L'extrême droite française associe étroitement l'Union européenne et la mondialisation à une menace identitaire, en particulier face à l'immigration et à l'islam. Elle dénonce l'immigration extra-européenne et l'islam comme des dangers pour l'identité française et européenne. Des groupes comme Génération Identitaire ont déjà mené des actions chocs pour refouler les migrants et lutter contre l'islam.

Certains courants de l'extrême droite, comme la Nouvelle Droite, prônent en revanche, un néo-paganisme ou un christianisme identitaire en réaction à l'islam. Ils cherchent à créer une religion propre aux populations blanches.

Le point de convergence des deux courants se trouve dans les référentiels culturels. C’est sans doute pour cela que même pour les plus athées d’entre eux, l’évocation d’une mythologie mêlant symboles païens, déjà récupérés antérieurement par l’église, ne constitue aucune difficulté.

Certaines associations organisent des pèlerinages ou des voyages de découverte pour soutenir les chrétiens d’Orient par exemple, participent à des collectes afin de rebâtir ou rénover des églises, migrent vers des pays d’Europe Centrale perçus comme moins poreux à l’immigration extra-européenne…

Même si l'antisémitisme et une certaine forme d’antisionisme, faux-nez de l’antisémitisme sont des thèmes récurrents du discours identitaire d'extrême droite accusant souvent les juifs de menacer l'identité française, il ne faut pas oublier qu’il y a souvent eu des convergences de vues entre les régimes suprémacistes blancs et un certain sionisme d’extrême-droite.

La conflagration actuelle à Gaza illustre le story-telling de l’extrême-droite israélienne laïque ou religieuse trouvant un écho de circonstance dans les discours des mouvements des droites européennes et même de la nébuleuse française prétendant être de gauche, centrée autour du « printemps républicain ».

En ajoutant à cela les intérêts convergents des anciennes puissances coloniales désormais puissances néo-coloniales d’une part et du gouvernement le plus à droite de l’histoire israélienne mené par Benyamin Netanyahou, d’autre part, on obtient un cocktail explosif.

Les personnes racisées perçues comme musulmanes et/ou arabes et tous leurs alliés objectifs perçus au mieux comme des idiots utiles, au pire comme des catalyseurs d’un nouvel ordre mondial transnational et libéral au sens social et civilisationnel du terme deviennent alors des cibles privilégiées aussi bien pour un pouvoir israélien aux abois que des gouvernements autoritaires en mal de légitimité démocratiques.

Ironie du sort, c’est au moment où l’affaiblissement diplomatique et militaire de la France est le plus prégnant (cf. le conflit entre la Russie et l’Ukraine) que se renforce la militarisation de l’espace public intérieur.

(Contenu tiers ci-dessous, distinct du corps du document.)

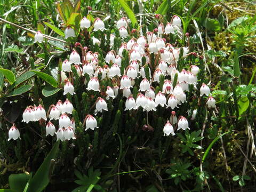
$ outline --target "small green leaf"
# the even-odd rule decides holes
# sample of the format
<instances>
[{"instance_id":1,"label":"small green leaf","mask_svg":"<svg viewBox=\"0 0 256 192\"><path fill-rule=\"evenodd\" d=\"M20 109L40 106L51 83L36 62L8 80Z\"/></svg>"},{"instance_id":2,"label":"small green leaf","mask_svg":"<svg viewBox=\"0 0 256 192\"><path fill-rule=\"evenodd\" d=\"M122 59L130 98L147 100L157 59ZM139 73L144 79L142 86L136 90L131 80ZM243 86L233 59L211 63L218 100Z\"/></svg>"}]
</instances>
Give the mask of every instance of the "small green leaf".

On comprends mieux dès lors comment Emmanuel Macron et le gouvernement de Gabriel Attal instrumentalisent la guerre d’éradication menée par le gouvernement Netanyahou pour tenter de capter l’électorat acquis à LR, au RN et à Reconquête tout en stigmatisant le seul opposant doté d’une colonne vertébrale politique, incarné par Jean-Luc Mélenchon. « Le Vieux » a bien compris ce qui se jouait dans les dernières années du second quinquennat de Macron. Même si ses interventions sont parfois intempestives pour capter la parole surtout depuis qu’il ne détient plus de responsabilité politique, il personnifie pour l’instant la seule personnalité de gauche susceptible d’avoir un score permettant d’entraîner une réaction en chaîne, empêchant les forces réactionnaires de triompher en 2027.

Les personnes racisées sont ainsi perçues comme une cinquième colonne prête à se venger des affres du passé colonial et sont associées aux Palestiniens et Palestiniennes lorsqu’elles ont l’outrecuidance de défendre les principes universels des droits humains, censés être la boussole de la République.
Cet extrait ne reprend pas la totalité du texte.